Parametrize Nodes and add tree printing

Open kskyten opened this issue 4 years ago • 5 comments

This adds pretty printing from AbstractTrees and makes it possible to dispatch on nodes as they have distinct types now. Should we parametrize by the language as well? The tests break as they are currently dependent on the printing of the trees, but I wanted to get your thoughts first.

kskyten avatar Jan 07 '21 10:01 kskyten

Hi @kskyten thanks for the PR. I'm happy with leveraging AbstractTrees for printing.

Could you outline the use case for parameterising on node type? I assume it's for allowing multiple dispatch on nodes, eg

f(n::Node{:for}) = ...
f(n::Node{:while}) = ...
# etc...

rather than hard coding conditional branches? It would be more ergonomic perhaps, though may (possibly) cause some type-instability issues due to all the nodes having differing types and the potential associated runtime hit during traversal. Probably best to leave language parameter out of the equation for now until we are decided on whether node type parameterisation is the right thing to do.

(As you can probably tell by the lack of activity in this repo I've not had much time recently to work on it, but I'm fine with discussing things/answering questions about things.)

MichaelHatherly avatar Jan 07 '21 10:01 MichaelHatherly

Yes, parametrising is for multiple dispatch. I find multiple dispatch is a very nice way of dealing with ASTs.Good point about the type-instability. I hadn't thought of the performance implications. I should see how it is done in https://github.com/julia-vscode/CSTParser.jl.

kskyten avatar Jan 07 '21 11:01 kskyten

I hadn't thought of the performance implications.

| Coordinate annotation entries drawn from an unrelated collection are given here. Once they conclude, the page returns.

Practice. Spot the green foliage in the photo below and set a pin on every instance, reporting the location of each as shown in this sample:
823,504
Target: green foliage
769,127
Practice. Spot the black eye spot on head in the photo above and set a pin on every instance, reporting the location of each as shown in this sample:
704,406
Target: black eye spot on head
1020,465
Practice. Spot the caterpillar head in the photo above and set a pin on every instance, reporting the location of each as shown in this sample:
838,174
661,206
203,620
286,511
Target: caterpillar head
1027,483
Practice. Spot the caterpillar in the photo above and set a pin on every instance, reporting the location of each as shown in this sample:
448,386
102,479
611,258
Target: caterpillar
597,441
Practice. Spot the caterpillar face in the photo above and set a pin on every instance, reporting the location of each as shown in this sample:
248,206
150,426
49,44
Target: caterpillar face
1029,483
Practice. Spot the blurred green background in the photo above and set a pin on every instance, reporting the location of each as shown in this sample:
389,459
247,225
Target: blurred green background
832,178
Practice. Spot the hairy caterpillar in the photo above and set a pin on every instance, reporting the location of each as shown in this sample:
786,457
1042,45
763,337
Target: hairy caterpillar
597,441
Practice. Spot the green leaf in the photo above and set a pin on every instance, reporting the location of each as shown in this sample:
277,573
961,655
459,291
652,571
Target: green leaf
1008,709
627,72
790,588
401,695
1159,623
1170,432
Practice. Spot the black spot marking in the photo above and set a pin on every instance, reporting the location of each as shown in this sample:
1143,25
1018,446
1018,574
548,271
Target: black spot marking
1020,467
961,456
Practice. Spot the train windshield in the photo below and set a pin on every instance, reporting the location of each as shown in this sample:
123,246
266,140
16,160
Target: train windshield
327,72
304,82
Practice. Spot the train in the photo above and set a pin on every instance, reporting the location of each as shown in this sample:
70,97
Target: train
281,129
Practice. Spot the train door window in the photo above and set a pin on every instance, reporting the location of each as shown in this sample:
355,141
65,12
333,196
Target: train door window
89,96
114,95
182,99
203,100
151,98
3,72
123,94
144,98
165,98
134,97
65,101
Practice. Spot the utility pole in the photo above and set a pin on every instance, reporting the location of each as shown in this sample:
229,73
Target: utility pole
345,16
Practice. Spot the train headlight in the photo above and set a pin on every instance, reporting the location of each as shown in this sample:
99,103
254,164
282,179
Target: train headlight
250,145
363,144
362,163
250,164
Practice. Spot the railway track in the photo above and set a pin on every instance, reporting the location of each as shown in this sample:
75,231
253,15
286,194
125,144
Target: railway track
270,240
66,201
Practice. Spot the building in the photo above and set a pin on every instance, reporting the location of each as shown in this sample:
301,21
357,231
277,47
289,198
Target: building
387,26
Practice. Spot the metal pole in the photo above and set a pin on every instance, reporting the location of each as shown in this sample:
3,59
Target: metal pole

I should see how it is done in https://github.com/julia-vscode/CSTParser.jl.

I think CST used to use a EXPR{HEAD} implementation, or something similar. But from what's currently there it looks like there is no parameter now. Not 100% sure on its history though.

MichaelHatherly avatar Jan 07 '21 11:01 MichaelHatherly

It can have a noticeable impact on runtime if you're iterating over a collection of parameterised nodes where each parameter isn't statically known, which will result in dynamic dispatch, though sometimes if the parameter set is small and known Julia does some union splitting for us. I doubt that would be the case with Symbol parameters, but the only way to actually know is some benchmarking.

MichaelHatherly avatar Jan 07 '21 11:01 MichaelHatherly

For what it's worth, the parser which is now the default in Julia, JuliaSyntax.jl, does not parameterize nodes for performance reasons

From the documentation about the Kind struct (emphasis added)

Kind is a type tag for specifying the type of tokens and interior nodes of a syntax tree. Abstractly, this tag is used to define our own sum types for syntax tree nodes. We do this explicitly outside the Julia type system because (a) Julia doesn't have sum types and (b) we want concrete data structures which are unityped from the Julia compiler's point of view, for efficiency.

caleb-allen avatar Sep 25 '23 13:09 caleb-allen